I think I might be one of the only people in America, or at least the only person I know, who saw both The Dark Knight
and Mamma Mia!
on their shared opening weekend. The simultaneous release of these films turned out to be a canny strategy for both Warner Bros. and Universal. The Dark Knight
(unsurprisingly) made over $48 million overnight and Mamma Mia!
had the biggest opening for any movie musical in history, surpassing even b.o. juggernauts like Xanadu
and Grease 2
. I imagine the film was also appreciated by a small yet devout group of fetishists who've spent years Photoshopping bib overalls onto pictures of Meryl Streep
Counterprogramming - pitting dissimilar films against each other in the hopes that audiences will be divided - is a high-stakes gambit. Particularly for the romantic comedies that are quietly released opposite the latest megabudget explodo-flick, Marvel adaptation, or apocalypse fantasy. Personally, I consider Titanic
the most brilliant example of successful counterprogramming; the film actually countered itself by embedding an epic chick flick within a classic disaster movie. Sentimental types got Jack and Rose flirting in steerage. The rest of us got a dude being killed by a propeller. Genius, right?

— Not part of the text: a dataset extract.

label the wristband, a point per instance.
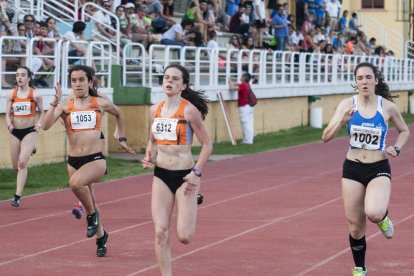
(196, 171)
(397, 150)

Since I like to defy classification, at least as far as market research goes, I decided to see Mamma Mia!
and The Dark Knight
in rapid succession. Stylistically, these films are jarringly incompatible. The pale, brooding denizens of dim Gotham City are like a photonegative of Mamma
's blond, tanned revelers on their sparkling Greek isle. Christian Bale
's inscrutable, rasping antihero is the ideological opposite of Amanda Seyfried
's saucer-eyed bride. The Dark Knight
makes bold, definitive statements about morality and responsibility. Mamma Mia!
is - to borrow a distinctive term - largely thesis-less. Shockingly, I loved both films!